I failed because, for a few brief moments, I allowed someone’s negative perception of me to push down who I truly am.
And I have learnt over time that when I deny who I am—good and bad—I suffer.
I am being intentionally vague because the debate in question does not matter. What matters—and what I want to talk about—is how many times I have made myself small because I feared that if I were truly expansive, if I actually said what I really think, people would be offended, or they’d hate me, or they’d send me nasty emails, or they’d publically tag me to humiliate me.
The funny thing is, none of these things actually impact me. Because anyone who would do any of those things I’ve listed above is not my people.
And I gave up caring what not my people thought of me a long long time ago.
Or did I?
Because someone who doesn’t care what other people think of her does not spend an hour at the expense of her own family time answering questions about freelancing on Facebook from people who are not seeking solutions but validation, and who answer every offer of help with “But I can’t due to…”
Because someone who doesn’t care what other people think of her does not question her worth when someone balks at her prices.
Because someone who doesn’t care what other people think of her does not read three hundred amazing testimonials about her products and feel nothing, but then gets deflated because one person sent her a nasty email about a three-year-old blog post.
Someone who doesn’t care what other people think of her does not have to say she doesn’t care what other people think of her.

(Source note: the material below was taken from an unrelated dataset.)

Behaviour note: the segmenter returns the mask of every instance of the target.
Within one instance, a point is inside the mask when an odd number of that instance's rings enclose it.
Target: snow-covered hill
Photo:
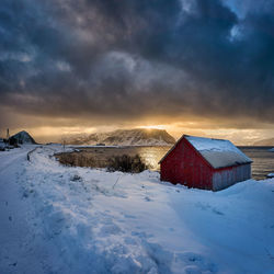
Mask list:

I realized earlier this year, after a week of particularly nasty emails and Facebook messages, that I did indeed, care about what not my people thought of me.

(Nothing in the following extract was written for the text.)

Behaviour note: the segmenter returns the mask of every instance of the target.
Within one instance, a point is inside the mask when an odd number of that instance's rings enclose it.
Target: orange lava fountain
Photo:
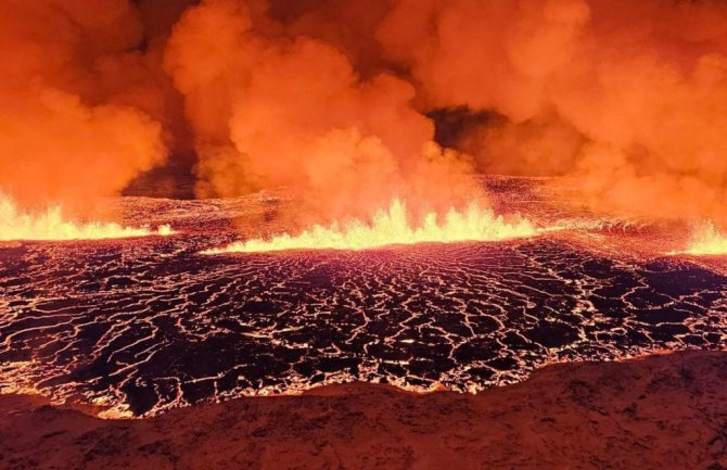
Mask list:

But I didn’t dismiss this, as I would have done in an earlier chapter of my life.
This time, I explored. During my meditations and in conversations with a coach, I continuously pushed at the source of this belief.
I found it in my childhood. In a need to not be the rebellious, mouthy firecracker that I was and be more “like the other girls.”
I make myself small when I hear the voice in my head saying, “Why can’t you be like the other girls?”
I didn’t know then, that all the other girls (and boys) were being told the same thing.
I was able to release the fear that says people won’t like me and accepted that given some of the things I’m about to publically say, it’s almost a given that many people will not only not like me, but will actively dislike me, and that this is a good thing.
I wrote a novel, one I’ve just finished, that in part explores how much white journalists in countries like India knowingly and unknowingly exploit local reporters. How when a brown woman is abused by a white man, he gets to control the narrative not because he’s the only storyteller, but because he’s the only storyteller anyone will listen to.
A small part of me—the one that still clings to the notion that what other people think of me makes any difference to my life and being—wants to sabotage the whole thing because it would be easier to pretend that I couldn’t finish or sell the book than to have the book published and slammed by the same journalists I’m critiquing.
But another—thankfully, bigger—part of me knows that I didn’t come here to sit quietly and observe. I came here to be seen, heard, and finally claim back the narrative of a story that was once stolen from me and told by a white male journalist.
It’s my time to tell the story and trust me, I’m going to tell it so goddamned well.